Thanks to the international team’s “cool method,” which uses electron beams to examine the tiniest structures of cells, “researchers can now freeze biomolecules mid-movement and visualize processes they have never previously seen,” the Nobel chemistry committee said.
This has been “decisive for both the basic understanding of life’s chemistry and for the development of pharmaceuticals,” it added.
The ultra-sensitive imaging method allows molecules to be flash-frozen and studied in their natural form, without the need for dyes.
It has laid bare never-before-seen details of the tiny protein machines that run all cells.
“When researchers began to suspect that the Zika virus was causing the epidemic of brain-damaged newborns in Brazil, they turned to cryo-EM (electron microscopy) to visualize the virus,” the committee said.

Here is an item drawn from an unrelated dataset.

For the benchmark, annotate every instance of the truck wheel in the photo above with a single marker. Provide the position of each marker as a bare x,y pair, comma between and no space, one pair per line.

Frank, a 77-year-old, German-born biochemistry professor at Columbia University in New York, was woken from his sleep when the committee announced the prize in Stockholm, six hours ahead.
“There are so many other discoveries every day, I was in a way speechless,” he said. “It’s wonderful news.”
In the first half of the 20th century, biomolecules — proteins, DNA and RNA — were terra incognita on the map of biochemistry.
Because the powerful electron beam destroys biological material, electron microscopes were long thought to be useful only to study the dead matter.
But 72-year-old Henderson, from the MRC Laboratory of Molecular Biology in Cambridge, used an electron microscope in 1990 to generate a three-dimensional image of a protein at atomic resolution, a groundbreaking discovery which proved the technology’s potential.
Frank made it widely usable between 1975 and 1986, developing a method to transform the electron microscope’s fuzzy two-dimensional images into sharp, 3-D composites.
Dubochet, today an honorary professor of biophysics at the University of Lausanne, added water.
Now 75, he discovered in the 1980s how to cool water so quickly that it solidifies in liquid form around a biological sample, allowing the molecules to retain their natural shape even in a vacuum.
The electron microscope’s every nut and bolt have been optimized since these discoveries.
The required atomic resolution was reached in 2013, and researchers “can now routinely produce three-dimensional structures of biomolecules,” according to the Nobel committee.
The trio will share the prize money of nine million Swedish kronor (around $1.1 million or 943,100 euros).
“Normally what I’d do if I was in Cambridge, we will have a party around tea-time in the lab but I expect we’ll have it tomorrow instead,” said Henderson.
The prize announcement was praised by the scientific community and observers around the world.
“By solving more and more structures at the atomic level we can answer biological questions, such as how drugs get into cells, that were simply unanswerable a few years ago,” Jim Smith, science director at the London-based biomedical research charity Wellcome, said in a statement.
Daniel Davis, an immunology professor at the University of Manchester, said details of crucial molecules and proteins that make the human immune system function, can now be seen like never before.
“It has been used in visualising the way in which antibodies can work to stop viruses being dangerous, leading to new ideas for medicines — as just one example,” he said.
John Hardy, a neuroscience professor at University College London, said Dubochet, Frank and Henderson’s technique has transformed the field of structural biology.
It has been used, for example, to compile a detailed identikit of an enzyme implicated in Alzheimer’s.
“Knowing this structure opens up the possibility of rational drug design in this area,” Hardy said.